La Corporation des propriétaires immobiliers du Québec (CORPIQ), qui estime que seulement une minorité des reprises de logement sont frauduleuses, a elle aussi condamné la tactique décrite dans ce jugement.
« On parle de jeunes qui vivent dans un monde parallèle en oubliant qu’en tant de propriétaires, on deale avec des humains et qu’on doit s’assurer de leur bonheur […]. C’est vraiment insultant », lance son directeur général, Benoit Ste-Marie.
D’autres projets
Les deux investisseurs ont fait l’acquisition l’été dernier d’un immeuble à revenu de trois étages et de six logements situé dans l’arrondissement de Ville-Marie, a constaté Le Devoir. Plusieurs locataires y demeuraient au moment de la vente, selon la courtière immobilière qui a vendu le bâtiment au couple.
Celle-ci a d’ailleurs confirmé au Devoir que le duo a profité de cet achat et du départ de certains locataires pour effectuer des travaux de rénovation dans l’immeuble.
L’avocat spécialisé en droit du logement Antoine Morneau-Sénéchal n’est d’ailleurs pas surpris que cette poursuite devant le TAL n’ait pas calmé les ardeurs du couple d’investisseurs. « Ça peut paraître un gros montant, 14 000 dollars, mais quand on pense à la marge de profit des propriétaires, ce n’est pas une grosse compensation », lance celui qui réclame une hausse des indemnités accordées par le TAL dans ce type de dossier.
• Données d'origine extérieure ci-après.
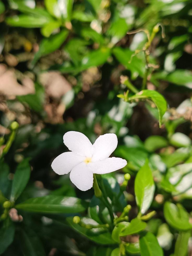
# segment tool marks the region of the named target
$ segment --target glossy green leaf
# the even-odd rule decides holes
[[[192,171],[192,163],[178,165],[170,168],[166,175],[166,178],[173,185],[175,185],[179,182],[184,175]]]
[[[142,166],[148,156],[144,149],[137,148],[128,148],[126,146],[119,146],[114,152],[115,156],[125,159],[136,166],[137,170]]]
[[[0,161],[0,190],[5,196],[9,195],[11,181],[8,178],[9,166],[3,161]]]
[[[168,49],[172,50],[178,45],[186,42],[188,39],[187,35],[182,35],[179,36],[174,37],[172,38],[168,45]]]
[[[34,65],[42,56],[53,52],[59,48],[67,38],[68,32],[63,30],[59,33],[52,35],[48,38],[45,38],[41,42],[39,51],[35,55],[32,65]]]
[[[152,78],[165,80],[178,85],[183,85],[191,89],[192,73],[185,69],[176,69],[168,74],[166,72],[157,73],[152,76]]]
[[[156,91],[143,90],[130,98],[129,99],[141,98],[151,100],[156,105],[159,111],[159,126],[160,127],[163,116],[167,108],[167,102],[164,97]]]
[[[59,21],[51,21],[41,28],[41,33],[44,36],[48,37],[53,32],[59,28],[61,25],[61,23]]]
[[[163,223],[159,227],[157,238],[161,247],[166,250],[169,250],[171,247],[174,238],[167,224]]]
[[[73,12],[72,19],[82,22],[91,22],[94,19],[94,16],[91,13],[85,13],[78,10],[75,10]]]
[[[174,256],[186,256],[189,239],[190,236],[190,230],[179,232],[175,244]]]
[[[5,7],[3,3],[2,2],[0,2],[0,14],[3,13],[5,10]]]
[[[153,154],[149,157],[149,160],[153,170],[158,170],[162,173],[165,172],[167,168],[166,165],[163,161],[159,155]]]
[[[132,219],[130,224],[121,232],[120,235],[123,236],[138,233],[144,229],[146,226],[145,222],[135,218]]]
[[[164,205],[164,213],[166,221],[173,228],[179,230],[188,230],[192,228],[188,213],[181,205],[179,207],[170,202]]]
[[[163,256],[163,250],[156,237],[148,232],[139,239],[141,256]]]
[[[15,226],[13,224],[0,229],[0,254],[4,252],[13,242],[15,230]]]
[[[73,2],[73,0],[44,0],[46,8],[51,15],[68,20],[71,18]]]
[[[119,248],[116,248],[113,250],[110,256],[121,256],[121,252]]]
[[[22,103],[26,103],[31,108],[36,112],[40,113],[44,110],[45,90],[42,86],[37,83],[35,88],[34,94],[18,96],[17,99]]]
[[[24,255],[45,256],[46,254],[39,237],[31,229],[27,232],[20,229],[19,241]]]
[[[83,212],[88,206],[86,202],[76,197],[48,195],[30,198],[15,208],[34,212],[73,213]]]
[[[46,16],[21,14],[8,17],[6,21],[10,26],[30,28],[42,27],[51,20]]]
[[[139,243],[138,242],[130,243],[126,245],[125,249],[131,255],[139,255],[140,253]]]
[[[130,225],[130,222],[125,221],[118,223],[117,226],[115,226],[113,229],[112,232],[112,236],[113,240],[120,243],[121,241],[120,236],[121,233]]]
[[[147,160],[137,174],[135,181],[135,193],[139,212],[144,214],[148,210],[155,191],[152,172]]]
[[[161,154],[163,161],[168,168],[180,163],[188,157],[190,152],[190,148],[181,148],[173,153]]]
[[[82,59],[79,67],[80,71],[102,65],[107,61],[110,54],[110,49],[104,47],[91,52]]]
[[[145,141],[144,145],[146,149],[149,152],[153,152],[159,148],[166,147],[168,144],[165,138],[157,135],[148,137]]]
[[[110,216],[107,208],[99,199],[94,196],[88,208],[89,216],[100,224],[110,223]]]
[[[15,201],[23,192],[29,179],[31,171],[28,159],[24,159],[18,165],[12,184],[11,201]]]
[[[91,219],[85,217],[82,218],[81,220],[85,224],[97,225],[98,223]],[[73,221],[73,218],[67,218],[67,221],[69,225],[77,231],[85,236],[90,240],[102,245],[113,244],[116,243],[111,237],[110,233],[106,229],[96,228],[88,229],[75,224]]]
[[[113,53],[120,63],[130,70],[132,75],[134,73],[134,76],[136,75],[136,73],[137,75],[143,76],[145,71],[144,62],[139,57],[138,55],[133,55],[134,51],[127,48],[116,47],[113,49]]]
[[[170,139],[170,142],[173,146],[178,147],[188,147],[191,144],[191,140],[189,137],[181,132],[176,132],[173,134]]]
Une demande que partage d’ailleurs la CORPIQ. « C’est dommage que le jugement n’ait pas été plus sévère à l’endroit de ces personnes-là », glisse M. Ste-Marie.
Joint par Le Devoir, le cabinet de la ministre des Affaires municipales et de l’Habitation, Andrée Laforest, a assuré que « des travaux sont en cours » pour évaluer les « différentes pistes de solution » qui permettraient de réduire le nombre de reprises de logement de mauvaise foi au Québec.
« Dans l’intervalle, il n’en demeure pas moins que les locataires ont des droits et que le Tribunal administratif du logement est là pour les faire respecter », indique le cabinet.